ビジネスわかったランド (総務・庶務)

登記・登録事項

そのほかの添付情報が求められるとき
第三者の許可等があることを証明する必要があるとき
 
株式会社の代表取締役個人の債務を担保するために、社有地に抵当権を設定することがあります。この場合、会社と代表取締役との間に利害が対立する関係が生じますから、取締役会設置会社であれば取締役会の承認を得ることが会社法上で要求されています。そして、この取締役会の承認を得たことが明記されている取締役会議事録を、抵当権設定登記申請書に添付する必要があります。この場合、取締役会の承認がなければ、抵当権設定契約は効力を生じません。取締役会議事録を添付させることによって、抵当権設定が有効になされたことを審査するわけです。

このように、登記原因について第三者の許可、同意、承諾を必要とする場合には、それを証する書類を添付することが要求されています。
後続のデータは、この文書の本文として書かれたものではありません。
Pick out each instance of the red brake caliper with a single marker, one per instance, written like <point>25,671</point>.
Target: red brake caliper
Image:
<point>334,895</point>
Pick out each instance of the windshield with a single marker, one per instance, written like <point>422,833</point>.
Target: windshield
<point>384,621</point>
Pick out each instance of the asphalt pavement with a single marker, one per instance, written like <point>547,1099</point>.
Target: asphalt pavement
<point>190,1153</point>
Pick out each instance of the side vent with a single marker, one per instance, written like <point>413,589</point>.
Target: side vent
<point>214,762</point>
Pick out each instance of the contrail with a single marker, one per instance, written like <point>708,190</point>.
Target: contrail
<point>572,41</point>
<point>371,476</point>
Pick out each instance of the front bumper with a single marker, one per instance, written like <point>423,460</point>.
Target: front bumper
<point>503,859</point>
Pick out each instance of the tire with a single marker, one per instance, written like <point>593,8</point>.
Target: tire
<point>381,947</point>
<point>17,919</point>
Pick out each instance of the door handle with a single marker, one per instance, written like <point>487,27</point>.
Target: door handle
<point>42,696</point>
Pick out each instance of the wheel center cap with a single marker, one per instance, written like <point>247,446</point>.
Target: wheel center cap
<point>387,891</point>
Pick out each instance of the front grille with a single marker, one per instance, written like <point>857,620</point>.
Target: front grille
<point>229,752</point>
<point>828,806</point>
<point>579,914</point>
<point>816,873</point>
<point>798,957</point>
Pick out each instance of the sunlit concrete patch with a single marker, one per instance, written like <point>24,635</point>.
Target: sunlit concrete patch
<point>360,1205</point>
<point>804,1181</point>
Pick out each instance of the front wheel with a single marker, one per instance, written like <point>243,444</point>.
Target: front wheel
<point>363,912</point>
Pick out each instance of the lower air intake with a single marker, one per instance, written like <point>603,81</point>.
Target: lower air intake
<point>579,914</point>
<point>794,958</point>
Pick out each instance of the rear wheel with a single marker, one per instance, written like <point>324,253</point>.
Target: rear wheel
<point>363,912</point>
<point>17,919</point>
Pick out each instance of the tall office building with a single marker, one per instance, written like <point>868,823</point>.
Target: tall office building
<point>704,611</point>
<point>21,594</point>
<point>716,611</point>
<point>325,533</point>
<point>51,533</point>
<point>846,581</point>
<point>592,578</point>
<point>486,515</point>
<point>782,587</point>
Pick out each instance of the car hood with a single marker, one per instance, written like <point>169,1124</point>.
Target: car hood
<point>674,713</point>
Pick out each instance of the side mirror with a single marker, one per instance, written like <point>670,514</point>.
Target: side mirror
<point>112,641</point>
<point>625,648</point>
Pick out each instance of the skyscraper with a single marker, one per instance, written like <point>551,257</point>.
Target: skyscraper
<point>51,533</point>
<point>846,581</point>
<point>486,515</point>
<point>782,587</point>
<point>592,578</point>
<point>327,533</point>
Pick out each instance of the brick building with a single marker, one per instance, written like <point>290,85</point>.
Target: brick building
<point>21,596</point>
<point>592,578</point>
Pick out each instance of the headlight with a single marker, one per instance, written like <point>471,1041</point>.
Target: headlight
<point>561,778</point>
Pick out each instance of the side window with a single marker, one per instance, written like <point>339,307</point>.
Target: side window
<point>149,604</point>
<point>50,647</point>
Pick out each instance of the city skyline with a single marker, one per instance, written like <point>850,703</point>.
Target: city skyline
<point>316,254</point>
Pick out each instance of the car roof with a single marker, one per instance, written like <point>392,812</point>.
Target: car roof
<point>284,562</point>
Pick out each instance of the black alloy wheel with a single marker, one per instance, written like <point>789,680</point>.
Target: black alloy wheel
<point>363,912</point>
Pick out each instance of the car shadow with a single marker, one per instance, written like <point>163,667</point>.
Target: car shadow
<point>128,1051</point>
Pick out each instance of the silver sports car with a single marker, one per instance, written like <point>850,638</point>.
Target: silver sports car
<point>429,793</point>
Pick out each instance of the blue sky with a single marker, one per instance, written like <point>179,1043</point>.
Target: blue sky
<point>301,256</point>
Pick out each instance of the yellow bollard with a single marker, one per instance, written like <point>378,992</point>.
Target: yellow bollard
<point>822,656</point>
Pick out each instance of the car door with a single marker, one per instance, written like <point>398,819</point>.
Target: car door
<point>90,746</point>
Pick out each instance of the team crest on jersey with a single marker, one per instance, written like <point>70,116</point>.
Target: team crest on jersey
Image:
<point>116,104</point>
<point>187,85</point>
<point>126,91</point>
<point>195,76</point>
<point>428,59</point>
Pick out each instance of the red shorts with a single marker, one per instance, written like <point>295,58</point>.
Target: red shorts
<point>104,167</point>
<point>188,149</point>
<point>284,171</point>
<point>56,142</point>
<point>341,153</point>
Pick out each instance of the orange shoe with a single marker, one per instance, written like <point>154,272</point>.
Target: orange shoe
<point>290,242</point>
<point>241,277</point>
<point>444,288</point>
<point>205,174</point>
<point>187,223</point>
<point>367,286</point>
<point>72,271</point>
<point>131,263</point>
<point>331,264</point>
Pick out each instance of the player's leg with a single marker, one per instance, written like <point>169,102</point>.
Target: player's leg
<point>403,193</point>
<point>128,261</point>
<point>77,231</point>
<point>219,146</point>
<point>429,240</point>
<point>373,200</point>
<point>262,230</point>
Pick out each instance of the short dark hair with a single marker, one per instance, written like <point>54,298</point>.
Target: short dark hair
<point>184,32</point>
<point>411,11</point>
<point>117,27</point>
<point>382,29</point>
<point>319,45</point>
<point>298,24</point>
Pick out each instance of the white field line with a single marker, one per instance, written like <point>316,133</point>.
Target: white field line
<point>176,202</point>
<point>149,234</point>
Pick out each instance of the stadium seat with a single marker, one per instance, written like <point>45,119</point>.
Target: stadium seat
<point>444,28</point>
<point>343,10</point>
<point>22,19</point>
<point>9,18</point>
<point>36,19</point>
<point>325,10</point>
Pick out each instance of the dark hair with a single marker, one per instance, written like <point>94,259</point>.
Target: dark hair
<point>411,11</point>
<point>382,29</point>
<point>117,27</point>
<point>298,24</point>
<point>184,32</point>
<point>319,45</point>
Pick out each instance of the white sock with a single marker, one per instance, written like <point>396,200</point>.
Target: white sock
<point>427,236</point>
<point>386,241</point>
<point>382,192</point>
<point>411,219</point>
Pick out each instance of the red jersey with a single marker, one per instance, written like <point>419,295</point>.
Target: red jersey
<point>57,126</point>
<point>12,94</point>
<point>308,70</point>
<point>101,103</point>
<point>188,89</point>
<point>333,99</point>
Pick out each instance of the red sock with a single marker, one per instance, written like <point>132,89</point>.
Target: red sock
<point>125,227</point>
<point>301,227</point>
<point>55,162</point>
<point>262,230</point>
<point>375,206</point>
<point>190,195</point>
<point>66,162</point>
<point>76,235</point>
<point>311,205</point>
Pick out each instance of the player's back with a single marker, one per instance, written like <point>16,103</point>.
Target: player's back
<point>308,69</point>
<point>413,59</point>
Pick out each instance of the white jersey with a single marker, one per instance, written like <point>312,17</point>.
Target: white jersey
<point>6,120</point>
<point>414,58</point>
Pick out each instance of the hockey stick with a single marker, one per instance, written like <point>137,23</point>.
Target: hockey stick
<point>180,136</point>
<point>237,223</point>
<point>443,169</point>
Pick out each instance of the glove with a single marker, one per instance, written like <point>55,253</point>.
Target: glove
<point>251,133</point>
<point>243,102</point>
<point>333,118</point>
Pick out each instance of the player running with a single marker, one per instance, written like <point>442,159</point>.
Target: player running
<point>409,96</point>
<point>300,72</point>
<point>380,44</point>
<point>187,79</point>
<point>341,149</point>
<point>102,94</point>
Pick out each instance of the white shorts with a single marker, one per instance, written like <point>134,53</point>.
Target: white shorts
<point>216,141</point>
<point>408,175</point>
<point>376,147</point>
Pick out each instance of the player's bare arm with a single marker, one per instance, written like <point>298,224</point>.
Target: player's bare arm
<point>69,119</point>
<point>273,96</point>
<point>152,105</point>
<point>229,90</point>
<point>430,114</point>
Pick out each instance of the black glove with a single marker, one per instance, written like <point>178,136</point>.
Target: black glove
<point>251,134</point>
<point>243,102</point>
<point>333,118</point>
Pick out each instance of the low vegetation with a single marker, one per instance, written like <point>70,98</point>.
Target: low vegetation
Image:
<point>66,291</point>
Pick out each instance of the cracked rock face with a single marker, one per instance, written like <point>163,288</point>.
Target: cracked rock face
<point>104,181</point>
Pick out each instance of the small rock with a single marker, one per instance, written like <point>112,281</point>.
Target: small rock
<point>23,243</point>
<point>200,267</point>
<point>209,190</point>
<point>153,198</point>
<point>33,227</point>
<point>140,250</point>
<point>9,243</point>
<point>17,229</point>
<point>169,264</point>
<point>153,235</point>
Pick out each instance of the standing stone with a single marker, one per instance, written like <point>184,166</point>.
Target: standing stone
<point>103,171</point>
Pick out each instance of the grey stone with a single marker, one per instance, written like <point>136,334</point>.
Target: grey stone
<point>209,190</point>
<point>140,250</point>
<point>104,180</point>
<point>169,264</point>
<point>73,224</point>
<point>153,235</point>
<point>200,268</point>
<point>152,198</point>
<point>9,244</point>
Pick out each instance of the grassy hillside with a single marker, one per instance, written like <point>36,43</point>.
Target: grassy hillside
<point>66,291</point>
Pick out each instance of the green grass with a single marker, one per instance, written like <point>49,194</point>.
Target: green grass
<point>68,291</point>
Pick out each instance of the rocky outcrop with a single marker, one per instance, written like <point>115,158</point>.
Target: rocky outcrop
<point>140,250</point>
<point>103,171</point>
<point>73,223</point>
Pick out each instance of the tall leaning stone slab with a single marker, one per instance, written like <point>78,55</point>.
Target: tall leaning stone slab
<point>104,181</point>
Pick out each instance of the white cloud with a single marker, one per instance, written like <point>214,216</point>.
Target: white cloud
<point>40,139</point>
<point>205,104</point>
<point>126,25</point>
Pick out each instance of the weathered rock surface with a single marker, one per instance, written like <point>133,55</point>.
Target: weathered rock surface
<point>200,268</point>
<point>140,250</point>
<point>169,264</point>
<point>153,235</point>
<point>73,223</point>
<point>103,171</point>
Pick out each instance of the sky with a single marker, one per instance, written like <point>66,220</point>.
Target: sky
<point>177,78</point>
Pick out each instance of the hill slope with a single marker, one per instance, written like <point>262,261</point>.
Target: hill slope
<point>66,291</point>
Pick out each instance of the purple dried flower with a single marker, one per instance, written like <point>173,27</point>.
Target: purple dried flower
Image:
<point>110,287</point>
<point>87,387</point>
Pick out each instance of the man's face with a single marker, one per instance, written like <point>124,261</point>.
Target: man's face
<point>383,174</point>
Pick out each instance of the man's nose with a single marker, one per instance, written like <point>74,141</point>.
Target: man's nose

第三者の許可、同意、承諾を証する書類は、いま説明した取締役会議事録のほか、農地について所有権移転、地上権設定登記を申請する場合の都道府県知事や農業委員会の許可書、未成年者が所有権移転の当事者になる場合の法定代理人の同意書等があります。
これらの書類を登記申請書に添付する場合は、その書類の真正を確保するために、書類には実印を押し、印鑑証明書を添付する必要があります。
 
利害関係人の承諾書が必要なとき
 
「第三者の承諾書」と「利害関係人の承諾書」はまったく別のものです。利害関係人の承諾書というのは、その登記申請が行なわれると、なんらかの損害を被ることが形式的に登記簿上で明らかな人が、その登記申請を承諾するという内容の書類です。
たとえば、抵当権が1番と2番で設定されている場合に、1番抵当権の利息を上げれば、2番抵当権者は不利益を受けることになります。ですから、この変更登記申請には、2番抵当権者の承諾書を添付します。
また、所有権の仮登記を本登記にする場合、仮登記後に登記された抵当権等の登記は抹消する必要があるので、抵当権者等の承諾書を添付します。
この承諾書にも、作成者の印鑑証明書を添付する必要があります。
少しむずかしくなりましたが、承諾書にも2種類あって、添付書面に含まれているということを覚えておいてください。
 
戸籍謄本、除籍謄本が必要なとき
 
相続登記では、登記申請書の作成自体は特別むずかしくはないのですが、被相続人(亡くなった人)、相続人の戸籍謄本や除籍謄本をすべてそろえるのに多少手間がかかります。
被相続人が、出生から死亡するまでに一度も転籍をしたことがないというケースはほとんどなく、普通、数回は転籍をしているようです。古い戸籍簿は記載自体が不鮮明で、内容を読み取るのにも骨が折れますし、戦災で焼失したり、欠けていたりして戸籍が連続しないこともあります。役所に戸籍簿自体がないため戸籍謄本をそろえられないときには、実務上、ほかに相続人がいない旨の「上申書」を添付しますが、事前に登記所に相談したほうがよいでしょう。

戸籍謄本が必要なケースには、相続登記のほか、未成年者の法定代理人である親権者が登記を申請する場合、婚姻、養子縁組、離婚等で、登記名義人の氏名が変わり、その変更登記を申請する場合等が挙げられます。
戸籍謄本等の有効期間は、親権者の代理権限証明情報として使う場合は、作成後3か月以内という制限があります。しかし、その他の場合は特に制限はありません。
戸籍謄本、除籍謄本は、本籍のある市区町村役場で交付してくれますが、プライバシーの観点から、本人か、家族以外の者には交付されません。ほかの人に取得してもらうためには委任状が必要になります。
 
固定資産評価証明書が必要なとき
 
登記申請に際しては、原則として求める登記の内容に従って一定の登録免許税を納めなければなりません。固定資産評価証明書は、この登録免許税を計算する資料として添付します。
固定資産評価証明書というのは、不動産の固定資産課税台帳の写しのことで、その不動産の価格が記載されています。不動産の価格を基礎に登録免許税が課税される場合は、この価格を不動産の価格として計算することになっています。したがって、固定資産評価証明書を添付するのは、不動産の価格が登録免許税の基準になる所有権移転、地上権設定、賃借権設定、信託の登記等の場合です。

固定資産評価証明書は、東京都は都税事務所で、その他の地域では市町村役場で交付を受けることができますが、原則としてプライバシー保護の観点から、本人以外は委任状がないと交付してくれません。誰かに頼む場合は、委任状と受任者の身分を証明するものを用意したほうがよいでしょう。